One afternoon cruising around Elba we arrived in the Golfo di Viticcio.  The sea was oily calm and the sky a perfect blue with the faintest brown haze on the horizon.  We cruised up and down looking for a good spot to anchor, moving slowly across the clear water we could see every ripple of sand, every pebble and every patch of green weed on the seabed five metres below us.  Sue let the anchor go and it hit the seabed and let up a cloud of sand.  Sue let the chain out slowly until a few metres snaked lazily across the seabed and I turned off the engine.  The evening sunlight cast a perfect shadow of the boat on the sand below us, including the outline of my head gazing down through the sea.  The shore was about a fifty metres off, rock fringed and wooded, with a few silent villas visible through the trees.  The air was full of the high-pitched scream of swifts. 

We jumped into the tender and motored a few hundred metres to a pebble beach by a stone jetty to check out the local village.  The village restaurant was closed, so we walked to a nearby campsite which had a restaurant, the owner said that yes they were open that evening and they would be pleased to see us.  As we were launching the tender from the beach a ruddy faced man who was paddling along the shore picking mussels or clams waded out to us and gave us a helpful push into deeper water.

Back at the boat a shoal of blue fish swam beneath us.  Sue fed them bread and the wise old ones waited for it to sink before gobbling it up.  The impetuous younger ones circled in the deeper water before rushing to the surface and snatching the bread with a thrashing motion.  Sue gave air cover by shooing away a few predatory herring gulls who wheeled around the boat before gliding back to a nearby cliff.

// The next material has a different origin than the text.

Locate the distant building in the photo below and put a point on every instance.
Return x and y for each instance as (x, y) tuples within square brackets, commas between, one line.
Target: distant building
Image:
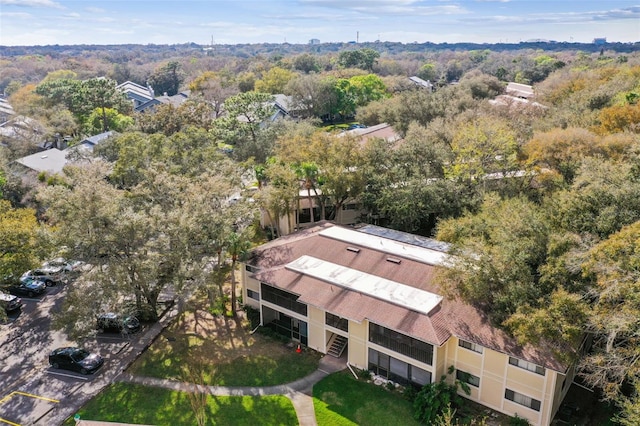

In the evening we returned to the campsite restaurant to find just a few locals, including the man who helped push our tender, eating at a communal table on a terrace overlooking the sea.  Next to them a table for two had been set for us, with a sweeping view of Western Elba and Cap Corse, some forty miles distant.  We ate mussels which still had a tang of the sea, giant prawns and whole cooked squid while watching the sun set over Corsica in a kaleidoscope of reds, blues and purples.  We ate a desert of ice cream and strawberries covered in a caramelised sauce as the lights came on in the hill villages across the bay.  The cook/waitress seemed genuinely pleased by our compliments on her cooking.  “Will you come back tomorrow?”  She said.  “No, we are going to Portoferraio and then Capraia and Corsica” I explained.  “But you will come back some day?”  “Maybe”, I said.   

We waved drunken goodbyes to the locals and then puttered back to the boat in our tender, steering for La Fulica’s riding light, a pinprick in the gloom.  The man who had helped us earlier looked out at us from the restaurant terrace.  I think he was smiling.